講演+インタビューシリーズ『ライフスタイルを見る視点』


2.子育て座談会


7.子育ての損得計算

加茂: やっぱり、物事全部を損得で考えるようになってると思うんです。
松村: 全てをね。
加茂: 別に子育てに限らないかもしませんね。そうした損得計算で子育てを考えてしまうとね、損か得かって聞かれたら損にしかならないと思うんですよ。自分で作った方程式にパンパンパンと数値を放り込んでいっても、マイナスしか出てこない。実際に子供を産んでみると、その方程式に間違った係数があったということは分かります。ほらっ、子供って生まれてから3年間で親孝行済ますって言うじゃないですか。
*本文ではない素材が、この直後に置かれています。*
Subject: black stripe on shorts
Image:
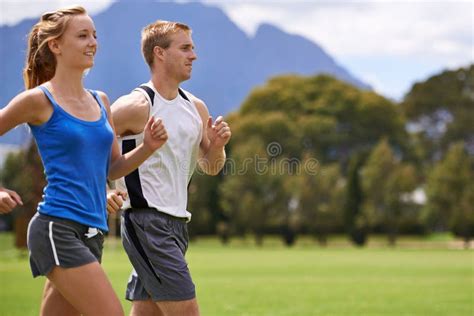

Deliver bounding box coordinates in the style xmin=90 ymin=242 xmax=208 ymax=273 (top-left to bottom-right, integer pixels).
xmin=123 ymin=210 xmax=162 ymax=284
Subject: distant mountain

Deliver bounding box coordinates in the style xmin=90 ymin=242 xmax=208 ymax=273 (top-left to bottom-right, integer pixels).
xmin=0 ymin=1 xmax=369 ymax=146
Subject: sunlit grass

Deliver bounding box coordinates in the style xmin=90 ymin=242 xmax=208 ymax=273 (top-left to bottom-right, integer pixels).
xmin=0 ymin=233 xmax=472 ymax=315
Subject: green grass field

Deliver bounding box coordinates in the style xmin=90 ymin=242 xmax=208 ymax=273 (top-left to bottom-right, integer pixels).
xmin=0 ymin=233 xmax=472 ymax=316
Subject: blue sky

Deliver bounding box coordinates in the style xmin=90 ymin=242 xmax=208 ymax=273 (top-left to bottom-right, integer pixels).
xmin=1 ymin=0 xmax=472 ymax=100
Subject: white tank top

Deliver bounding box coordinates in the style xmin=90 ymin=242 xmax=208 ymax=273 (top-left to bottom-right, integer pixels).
xmin=115 ymin=82 xmax=202 ymax=220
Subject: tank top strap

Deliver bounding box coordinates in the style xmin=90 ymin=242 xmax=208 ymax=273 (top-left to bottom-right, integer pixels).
xmin=133 ymin=83 xmax=154 ymax=119
xmin=88 ymin=90 xmax=109 ymax=118
xmin=37 ymin=86 xmax=60 ymax=110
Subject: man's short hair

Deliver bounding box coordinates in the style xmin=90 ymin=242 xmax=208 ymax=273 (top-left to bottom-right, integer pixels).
xmin=141 ymin=20 xmax=191 ymax=68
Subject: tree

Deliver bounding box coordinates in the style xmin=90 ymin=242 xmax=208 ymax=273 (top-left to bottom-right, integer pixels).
xmin=362 ymin=139 xmax=418 ymax=246
xmin=188 ymin=172 xmax=227 ymax=241
xmin=219 ymin=138 xmax=291 ymax=245
xmin=299 ymin=162 xmax=344 ymax=246
xmin=217 ymin=73 xmax=410 ymax=244
xmin=240 ymin=74 xmax=408 ymax=165
xmin=344 ymin=152 xmax=369 ymax=246
xmin=401 ymin=65 xmax=474 ymax=163
xmin=422 ymin=142 xmax=474 ymax=245
xmin=452 ymin=183 xmax=474 ymax=248
xmin=0 ymin=141 xmax=45 ymax=248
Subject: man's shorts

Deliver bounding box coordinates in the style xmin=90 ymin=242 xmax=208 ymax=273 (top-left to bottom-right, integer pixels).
xmin=27 ymin=212 xmax=104 ymax=277
xmin=121 ymin=208 xmax=195 ymax=302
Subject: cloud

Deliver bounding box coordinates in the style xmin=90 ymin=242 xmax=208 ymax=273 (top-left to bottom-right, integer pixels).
xmin=0 ymin=0 xmax=114 ymax=26
xmin=2 ymin=0 xmax=471 ymax=63
xmin=2 ymin=0 xmax=472 ymax=100
xmin=208 ymin=0 xmax=473 ymax=61
xmin=204 ymin=0 xmax=472 ymax=99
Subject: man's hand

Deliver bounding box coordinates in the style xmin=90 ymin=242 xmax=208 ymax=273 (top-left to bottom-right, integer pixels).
xmin=107 ymin=189 xmax=128 ymax=215
xmin=143 ymin=116 xmax=168 ymax=153
xmin=0 ymin=188 xmax=23 ymax=214
xmin=207 ymin=116 xmax=231 ymax=149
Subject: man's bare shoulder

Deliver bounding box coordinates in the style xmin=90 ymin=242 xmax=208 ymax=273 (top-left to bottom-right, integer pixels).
xmin=112 ymin=90 xmax=149 ymax=112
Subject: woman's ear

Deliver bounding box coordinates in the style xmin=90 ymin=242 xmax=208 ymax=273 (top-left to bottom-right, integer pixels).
xmin=48 ymin=39 xmax=61 ymax=55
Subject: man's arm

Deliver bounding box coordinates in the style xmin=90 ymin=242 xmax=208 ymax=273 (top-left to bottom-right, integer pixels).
xmin=190 ymin=95 xmax=231 ymax=176
xmin=105 ymin=91 xmax=150 ymax=211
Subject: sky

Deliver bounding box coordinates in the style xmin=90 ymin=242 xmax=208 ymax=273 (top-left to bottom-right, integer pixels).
xmin=0 ymin=0 xmax=473 ymax=100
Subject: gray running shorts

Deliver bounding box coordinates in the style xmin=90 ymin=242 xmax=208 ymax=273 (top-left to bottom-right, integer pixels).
xmin=121 ymin=208 xmax=195 ymax=302
xmin=27 ymin=213 xmax=104 ymax=278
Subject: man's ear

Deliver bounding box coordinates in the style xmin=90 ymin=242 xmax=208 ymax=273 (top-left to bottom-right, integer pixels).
xmin=48 ymin=39 xmax=61 ymax=55
xmin=153 ymin=46 xmax=165 ymax=61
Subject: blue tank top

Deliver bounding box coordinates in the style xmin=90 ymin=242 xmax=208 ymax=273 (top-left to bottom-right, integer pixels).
xmin=29 ymin=86 xmax=114 ymax=231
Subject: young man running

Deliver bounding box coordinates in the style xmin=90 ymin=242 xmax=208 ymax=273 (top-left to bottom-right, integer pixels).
xmin=108 ymin=20 xmax=231 ymax=316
子供がたくさんのものを与えてくれるということは産んでからは分かるんだけど、産んでない人にそれを説明する術はないわけですよね。
結局、みんなが自分の方程式をそれなりに持っていると思うんですね。でも、その方程式で計算する限り、やっぱりマイナスにしかならない。だから産まなくてもいいわっていう形になっちゃう。結局、子育て支援の目標について根本的な価値観から変更していく必要があるような気がするんです。子供を育てること自体に価値を見出せない限り、お金をあげるから損してねというサポートの仕方だと、産もうという気持ちにならないんじゃないかと思います。
松村: 確かにそんな気がするんですよね。サポートセンターとかの支援のしくみを税金使って作るから産んでくださいと言われても、そんなもんじゃないでしょ。
瀬渡: 育児手当をすごく出してるところありますよね。だけど子供を大学まで出すのにかかる費用っていくらでしたっけ。何千万とかかりますよね。
加茂: 子供一人に一千万かかるんですよ。
瀬渡: それって標準でしょ。もっとかかる人もいて、それで産まなかったらものすごく貯金ができて、いろんなことができることになる。